Sad to hear the chocroute is likely getting the axe. Will the sauerkraut still be available from time to time? It is hands down my favorite item on the menu and the best I’ve ever had – even compared to what I’ve sampled in Germany.
Thanks Liz, we’ll be developing the new menu over the next month and probably won’t have any firm answers until right before we do the remodel/changeover. In the meantime, we will for sure have it through November!
Are you going to rebrand the restaurant? When I think of the Linkery, I automatically think of sausage. If that is no longer going to be the focus, maybe the name no longer applies either.
Looking forward to checking out your changes firsthand. We have always enjoyed our visits to the Linkery, but admit the prices have kept us from coming more often. I’m curious: If you’re getting away from a focus on sausages, and you’re doing away with the meat shop, will you still be named the “Linkery”? (which is a very “sausagy” name)
Mike,
Thanks for asking. We did consider changing the name, but decided against it, because the point of our name has always been primarily about connecting neighbors to each other, and connecting farmers to diners, along with the pun about making sausages. Even if the sausage element becomes less important, our primary focus stays the same, and the name the Linkery explains what we do quite nicely. Plus, it’s pretty associated with our personal identities at this point!
The primary reason we don’t eat there more than we do is that we do not live close by. We’re in the Mira Mesa/Sorrento Valley area, so at least it’s a straight shot down the 805.
That’s not to say we don’t eat there when we can (we were just at the Linkery Saturday afternoon and ETIE on Sunday), but we need to be able to make the drive south to get there. When my kids are in school, school nights are pretty much out (I TRIED last Reuben Tuesday, but homework had to be done).
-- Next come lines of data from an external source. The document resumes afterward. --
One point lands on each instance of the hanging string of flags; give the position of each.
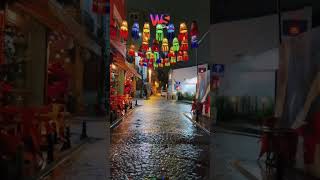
(166, 48)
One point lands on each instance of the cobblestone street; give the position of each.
(157, 140)
(90, 162)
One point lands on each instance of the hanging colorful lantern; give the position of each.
(155, 65)
(175, 45)
(135, 32)
(141, 54)
(170, 32)
(161, 64)
(183, 32)
(166, 61)
(165, 46)
(141, 62)
(149, 53)
(184, 44)
(113, 29)
(185, 56)
(155, 45)
(194, 29)
(145, 62)
(180, 56)
(194, 33)
(131, 51)
(194, 42)
(172, 56)
(159, 32)
(146, 31)
(124, 30)
(145, 44)
(151, 61)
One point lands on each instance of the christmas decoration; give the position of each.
(124, 30)
(166, 61)
(135, 32)
(148, 53)
(183, 32)
(175, 45)
(156, 56)
(194, 42)
(100, 6)
(161, 64)
(170, 32)
(131, 51)
(172, 56)
(180, 56)
(184, 44)
(194, 29)
(146, 31)
(155, 45)
(159, 32)
(165, 46)
(185, 56)
(145, 44)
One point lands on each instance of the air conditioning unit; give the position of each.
(134, 16)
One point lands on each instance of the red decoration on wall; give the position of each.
(100, 6)
(194, 29)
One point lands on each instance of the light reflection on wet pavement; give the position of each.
(156, 140)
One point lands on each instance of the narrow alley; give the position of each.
(157, 140)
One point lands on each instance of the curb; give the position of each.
(224, 130)
(198, 125)
(185, 102)
(118, 121)
(236, 164)
(46, 171)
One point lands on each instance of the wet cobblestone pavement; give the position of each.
(156, 140)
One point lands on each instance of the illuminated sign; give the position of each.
(159, 19)
(294, 27)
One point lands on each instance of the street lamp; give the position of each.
(150, 71)
(201, 39)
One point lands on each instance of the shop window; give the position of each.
(91, 76)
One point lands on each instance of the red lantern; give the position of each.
(180, 56)
(99, 6)
(145, 44)
(113, 30)
(131, 51)
(141, 62)
(184, 45)
(141, 54)
(185, 56)
(183, 33)
(155, 46)
(124, 30)
(194, 29)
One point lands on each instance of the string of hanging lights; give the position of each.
(165, 50)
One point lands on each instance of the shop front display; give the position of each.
(60, 53)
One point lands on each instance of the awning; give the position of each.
(41, 12)
(76, 29)
(51, 14)
(120, 47)
(120, 62)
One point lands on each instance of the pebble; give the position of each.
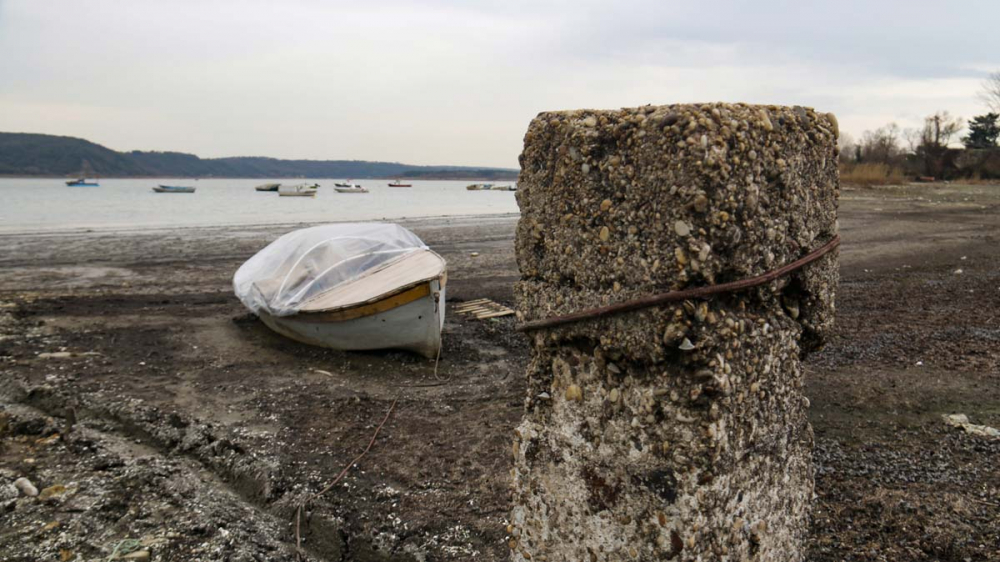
(52, 491)
(26, 487)
(700, 203)
(574, 392)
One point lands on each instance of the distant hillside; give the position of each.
(47, 155)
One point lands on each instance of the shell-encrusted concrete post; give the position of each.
(677, 432)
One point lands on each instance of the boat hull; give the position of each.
(414, 325)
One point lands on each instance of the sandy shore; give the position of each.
(198, 431)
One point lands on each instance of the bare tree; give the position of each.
(846, 147)
(934, 139)
(939, 129)
(990, 92)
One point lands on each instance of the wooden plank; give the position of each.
(507, 312)
(476, 308)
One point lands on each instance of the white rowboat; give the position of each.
(350, 287)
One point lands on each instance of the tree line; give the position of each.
(928, 151)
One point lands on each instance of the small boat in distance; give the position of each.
(301, 190)
(355, 189)
(83, 182)
(349, 287)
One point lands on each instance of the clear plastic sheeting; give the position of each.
(304, 264)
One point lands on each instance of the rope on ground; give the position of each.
(674, 296)
(436, 361)
(328, 487)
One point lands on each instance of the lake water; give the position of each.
(30, 205)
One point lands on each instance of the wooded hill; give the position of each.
(25, 154)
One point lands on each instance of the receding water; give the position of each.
(49, 204)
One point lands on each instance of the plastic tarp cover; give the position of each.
(305, 263)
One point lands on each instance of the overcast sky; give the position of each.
(456, 82)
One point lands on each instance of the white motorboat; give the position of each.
(350, 287)
(301, 190)
(355, 189)
(173, 189)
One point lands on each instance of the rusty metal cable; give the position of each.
(674, 296)
(343, 473)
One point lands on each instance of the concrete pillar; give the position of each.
(677, 432)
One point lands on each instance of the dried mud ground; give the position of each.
(157, 418)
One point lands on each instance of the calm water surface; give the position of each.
(49, 204)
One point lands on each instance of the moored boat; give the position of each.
(173, 189)
(350, 287)
(82, 182)
(355, 189)
(300, 190)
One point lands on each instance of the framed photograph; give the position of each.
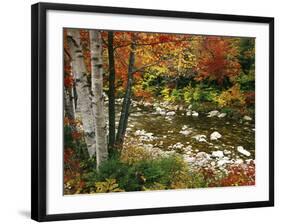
(140, 111)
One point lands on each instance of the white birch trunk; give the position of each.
(84, 102)
(98, 99)
(69, 104)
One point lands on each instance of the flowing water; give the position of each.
(166, 131)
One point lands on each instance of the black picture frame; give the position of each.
(39, 107)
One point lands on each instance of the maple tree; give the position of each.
(179, 69)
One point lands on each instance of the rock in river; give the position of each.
(218, 154)
(221, 115)
(200, 138)
(185, 132)
(243, 151)
(195, 114)
(213, 113)
(171, 113)
(215, 135)
(247, 118)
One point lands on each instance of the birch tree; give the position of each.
(84, 104)
(123, 122)
(97, 98)
(111, 92)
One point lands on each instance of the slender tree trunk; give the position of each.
(111, 93)
(123, 122)
(69, 104)
(84, 110)
(98, 99)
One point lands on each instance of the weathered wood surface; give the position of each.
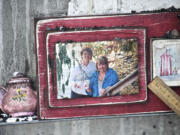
(157, 25)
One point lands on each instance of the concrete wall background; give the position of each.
(17, 53)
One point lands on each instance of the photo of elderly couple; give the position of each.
(92, 69)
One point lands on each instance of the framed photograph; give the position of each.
(123, 51)
(53, 35)
(165, 60)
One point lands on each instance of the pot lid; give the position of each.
(18, 78)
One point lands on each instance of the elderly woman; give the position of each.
(82, 73)
(103, 78)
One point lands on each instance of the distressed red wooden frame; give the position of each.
(92, 36)
(157, 24)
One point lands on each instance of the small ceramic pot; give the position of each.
(20, 99)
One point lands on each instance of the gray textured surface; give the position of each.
(149, 125)
(17, 53)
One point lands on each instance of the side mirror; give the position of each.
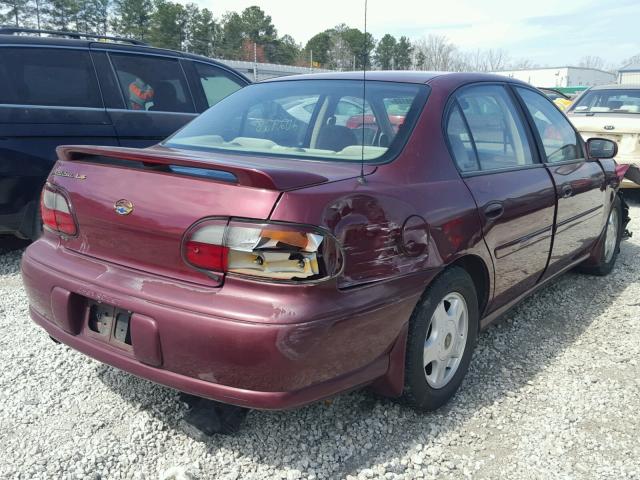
(601, 148)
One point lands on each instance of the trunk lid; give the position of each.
(133, 206)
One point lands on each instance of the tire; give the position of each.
(609, 246)
(428, 387)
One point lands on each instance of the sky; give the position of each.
(547, 32)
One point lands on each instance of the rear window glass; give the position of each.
(152, 83)
(49, 77)
(326, 119)
(609, 101)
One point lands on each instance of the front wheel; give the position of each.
(609, 246)
(442, 335)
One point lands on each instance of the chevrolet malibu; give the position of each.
(267, 260)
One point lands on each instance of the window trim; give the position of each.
(452, 100)
(538, 138)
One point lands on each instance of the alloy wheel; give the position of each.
(445, 340)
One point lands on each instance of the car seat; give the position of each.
(335, 137)
(166, 98)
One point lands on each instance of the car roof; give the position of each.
(616, 86)
(33, 40)
(400, 76)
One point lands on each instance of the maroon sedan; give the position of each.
(268, 260)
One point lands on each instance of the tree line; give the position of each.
(251, 35)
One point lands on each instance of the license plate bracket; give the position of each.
(110, 324)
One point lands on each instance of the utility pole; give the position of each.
(38, 15)
(255, 62)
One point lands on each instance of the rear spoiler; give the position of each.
(245, 172)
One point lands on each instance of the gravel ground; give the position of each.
(553, 392)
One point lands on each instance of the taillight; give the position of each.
(277, 251)
(56, 212)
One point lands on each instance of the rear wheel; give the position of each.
(442, 335)
(609, 246)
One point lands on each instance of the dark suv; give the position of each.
(89, 90)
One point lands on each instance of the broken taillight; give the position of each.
(276, 251)
(56, 212)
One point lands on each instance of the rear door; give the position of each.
(492, 148)
(155, 96)
(579, 184)
(48, 97)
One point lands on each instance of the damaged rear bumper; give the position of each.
(247, 344)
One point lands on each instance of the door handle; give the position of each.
(566, 190)
(494, 210)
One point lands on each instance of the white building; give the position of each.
(551, 77)
(630, 74)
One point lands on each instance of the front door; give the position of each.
(579, 183)
(514, 193)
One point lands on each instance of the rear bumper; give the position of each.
(245, 344)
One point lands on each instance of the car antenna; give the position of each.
(361, 179)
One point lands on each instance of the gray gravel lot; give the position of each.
(553, 392)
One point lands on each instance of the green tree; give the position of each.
(360, 46)
(132, 18)
(202, 31)
(421, 60)
(284, 50)
(257, 26)
(403, 52)
(18, 13)
(385, 52)
(232, 36)
(168, 25)
(319, 46)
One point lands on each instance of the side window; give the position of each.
(359, 127)
(152, 83)
(498, 134)
(559, 139)
(216, 83)
(51, 77)
(460, 142)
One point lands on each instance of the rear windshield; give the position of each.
(609, 101)
(323, 119)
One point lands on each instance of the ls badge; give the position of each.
(123, 207)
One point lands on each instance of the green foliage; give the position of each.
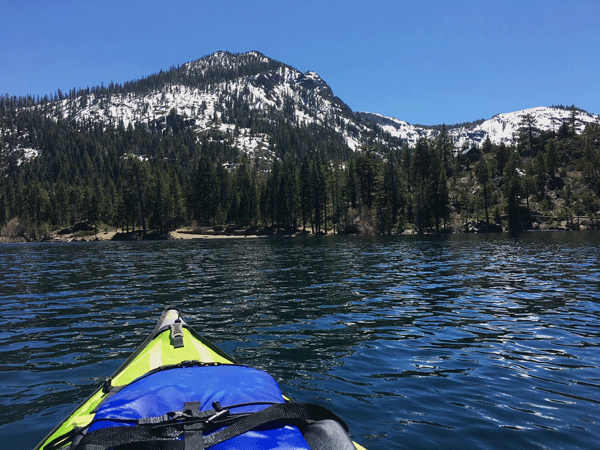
(160, 175)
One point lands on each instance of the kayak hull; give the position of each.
(172, 344)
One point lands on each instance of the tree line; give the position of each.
(149, 177)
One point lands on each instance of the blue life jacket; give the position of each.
(165, 391)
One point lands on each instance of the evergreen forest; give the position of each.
(152, 178)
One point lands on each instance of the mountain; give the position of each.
(244, 141)
(223, 94)
(246, 100)
(500, 128)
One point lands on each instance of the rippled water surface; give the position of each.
(487, 342)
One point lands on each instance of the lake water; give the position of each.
(462, 341)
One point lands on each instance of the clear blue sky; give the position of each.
(425, 62)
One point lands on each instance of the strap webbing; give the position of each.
(146, 437)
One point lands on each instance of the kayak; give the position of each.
(180, 391)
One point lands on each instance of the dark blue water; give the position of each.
(487, 342)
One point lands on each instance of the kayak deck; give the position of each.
(172, 343)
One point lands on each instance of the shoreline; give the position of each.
(186, 233)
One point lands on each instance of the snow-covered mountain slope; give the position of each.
(227, 95)
(500, 128)
(210, 91)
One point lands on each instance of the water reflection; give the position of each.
(489, 341)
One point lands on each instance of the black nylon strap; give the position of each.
(127, 437)
(146, 437)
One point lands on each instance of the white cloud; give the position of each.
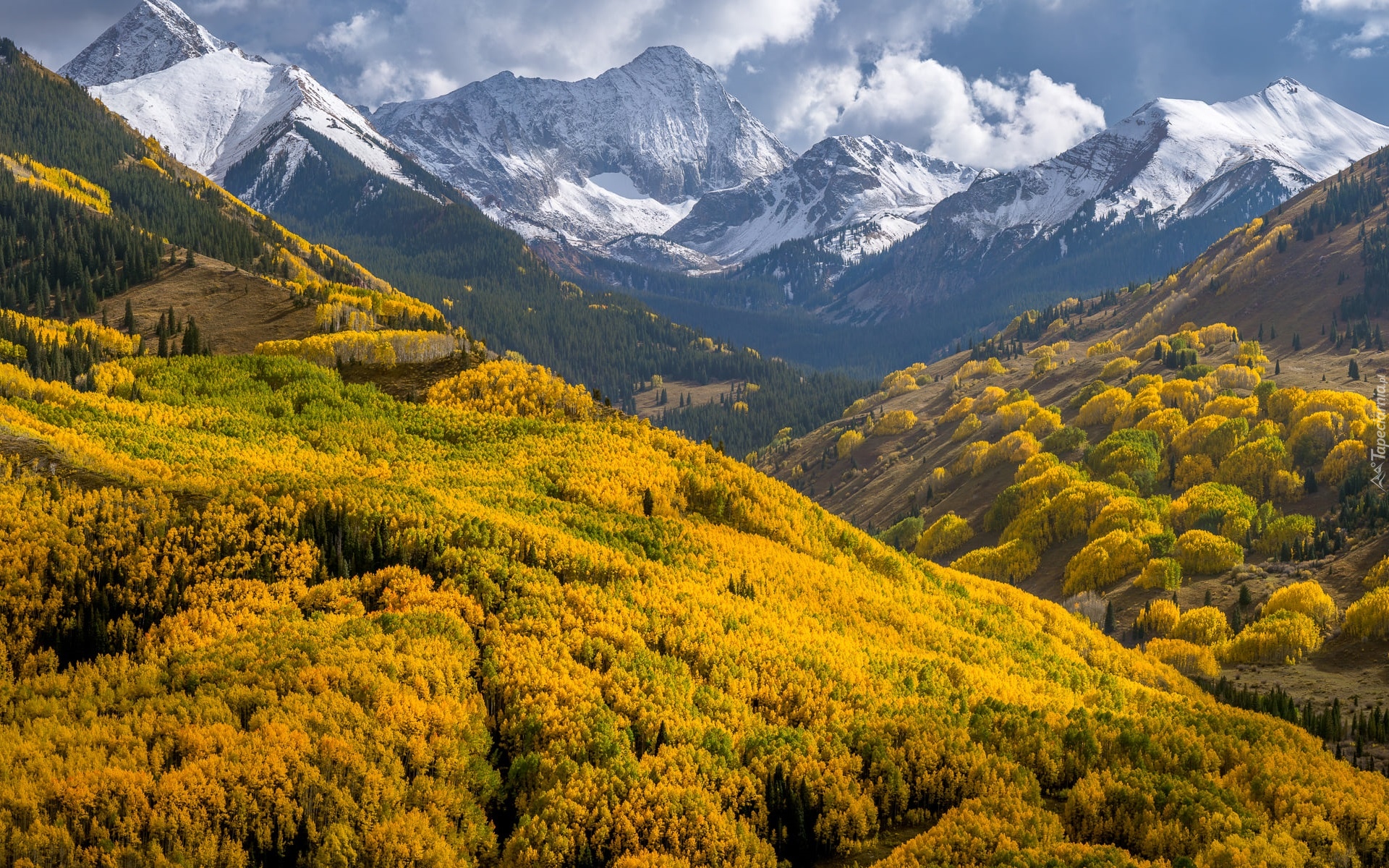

BTW, the tagliatelle with pesto and meatballs was fantastic at TL, and everyone (even the kids) loved the octopus tostada at ETIE. I think it was the best octopus I’ve ever had. Keep it up with the tasty good foods and we’ll keep making the trek.
Can’t wait to see what the new Linkery offers! I love that you guys (and gals) are constantly seeking to change it up, improve, and be community-minded. Most restaurants simply rest on their laurels so this is quite an admirable move for you to make. Your explanation totally makes sense in light of the food to table movement and all that has meant to the San Diego restaurant scene in recent years.
I see this story is on SignonSanDiego.com now so get ready for the usual barrage about the no-tipping policy. Yawn.
We live in North County so we don’t come down to the Linkery as often as we’d like. But The Linkery is one of the first places we think of when planning a dinner night in SD. Admittedly, the sausages and choucroute are our usual choices more often than not.
When you are making over your menu, please keep in mind the growing number of those who don’t eat wheat (or grains in general). I don’t mean necessarily offering GF buns or bread instead (which are often just processed starch cr*p), just consider ways to easily leave grains/wheat off the plate entirely on request without requiring a lot of special attention in the kitchen. A menu with enough choices that don’t include breading, batter-dipping, or breadcrumbs, and sauces without flour thickeners, etc. makes ordering so much easier for the waitstaff, the kitchen, and the customer.
There’s nothing I love more than a plate of sustainably-raised local veggies with a nice serving of humanely-raised and pastured meat/poultry/eggs or wild-caught fish – that’s primal eating at its finest. That’s what we eat at home and try to eat when we dine out.